Me Thierno Souleymane Barry revient encore avec cette plume qui mérite une lecture. Lisez ci dessous.
Depuis le 14 février 2023, les audiences criminelles du Tribunal de Première Instance de Dixinn délocalisé à Kaloum en l’affaire des évènements du 28 septembre 2009 se tiennent à huis clos, à la demande des victimes parties civiles notamment des infractions sexuelles comme il est de droit en pareilles circonstances. Habitué à suivre régulièrement le procès emblématique, le public a bien hâte de retrouver le petit écran. Poursuivant l’un des buts de la tribune qui est celui de la vulgarisation du droit au grand public par la médiation de l’actualité, nous allons nous pencher sur la compréhension du huis clos avant de voir ses sources et pratiques en droit international pénal et en droit guinéen.

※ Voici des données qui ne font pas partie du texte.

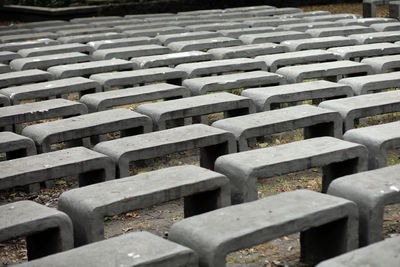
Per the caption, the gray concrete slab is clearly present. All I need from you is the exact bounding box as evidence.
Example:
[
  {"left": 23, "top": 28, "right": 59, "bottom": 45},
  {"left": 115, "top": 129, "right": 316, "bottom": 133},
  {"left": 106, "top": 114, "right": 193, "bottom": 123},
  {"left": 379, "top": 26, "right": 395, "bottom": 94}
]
[
  {"left": 94, "top": 124, "right": 236, "bottom": 177},
  {"left": 241, "top": 80, "right": 353, "bottom": 112},
  {"left": 215, "top": 136, "right": 368, "bottom": 203},
  {"left": 175, "top": 58, "right": 266, "bottom": 78},
  {"left": 59, "top": 165, "right": 230, "bottom": 246},
  {"left": 328, "top": 165, "right": 400, "bottom": 247},
  {"left": 0, "top": 200, "right": 74, "bottom": 260},
  {"left": 212, "top": 105, "right": 343, "bottom": 151},
  {"left": 168, "top": 190, "right": 358, "bottom": 267},
  {"left": 80, "top": 83, "right": 190, "bottom": 112},
  {"left": 276, "top": 60, "right": 372, "bottom": 83},
  {"left": 319, "top": 91, "right": 400, "bottom": 132},
  {"left": 21, "top": 231, "right": 198, "bottom": 267},
  {"left": 90, "top": 67, "right": 188, "bottom": 91}
]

Compréhension et sens du huis clos
En principe, la procédure pénale est caractérisée par la publicité des débats qui signifie un accès universel à toute personne à l’audience. Ce principe constitue en soi la garantie de transparence en vue d’un procès juste et équitable, au vu et su de tout le peuple au nom duquel justice est rendu. Le huis clos constitue l’exception au principe de la publicité des débats. Comme l’indique son nom, le procès à huis clos est un procès tenu à « portes closes ». Il s’agit d’un procès tenu hors la présence du public. Il est prononcé par le président du tribunal dans l’intérêt du public ou dans l’intérêt des victimes et des témoins. Le huis clos au pénal est connu en procédure civile sous le vocable « en chambre du conseil ».
En droit international pénal
Dans la pratique de la justice pénale internationale, la publicité des débats constitue toujours le principe d’un procès juste et équitable. Cependant, le huis clos est souvent prononcé dans l’intérêt des victimes ou la protection des témoins. A titre d’illustration, au niveau de la Cour pénale internationale, la Règle No 72 du Règlement de procédure et de preuve admet l’examen à huis clos de la pertinence ou de l’admissibilité des éléments de preuve concernant les victimes de violences sexuelles. Plusieurs audiences de l’Affaire Bosco Ntaganda à la CPI en 2017 se sont également déroulées à huis clos notamment pour la protection des témoins. Les technologies de l’information et autres techniques sont souvent usitées pour faciliter le déroulement des audiences dans de tels cas comme l’attribution des numéros anonymats d’identification, usage de cabines, intervention par vidéo et autres.
En droit guinéen
Le siège du huis clos en Guinée est enchâssé à l’article 397 du Code de procédure pénale en ces termes : « Les débats sont publics, à moins que la publicité ne soit dangereuse pour l’ordre public ou les mœurs. Dans ce cas, le tribunal le déclare par un jugement rendu en audience publique. (…) Lorsque les poursuites sont exercées du chef du viol ou de torture et des actes de barbarie accompagnés d’agressions sexuelles, le huis clos est de droit si la victime partie civile ou l’une des victimes parties civiles le demande ; dans les autres cas, le huis clos ne peut être ordonné que si la victime partie civile ou l’une des victimes parties civiles ne s’y oppose pas. (…) ». Les infractions de nature sexuelles étant l’une des caractéristiques des évènements du 28 septembre 2009, le huis clos est ainsi de mise.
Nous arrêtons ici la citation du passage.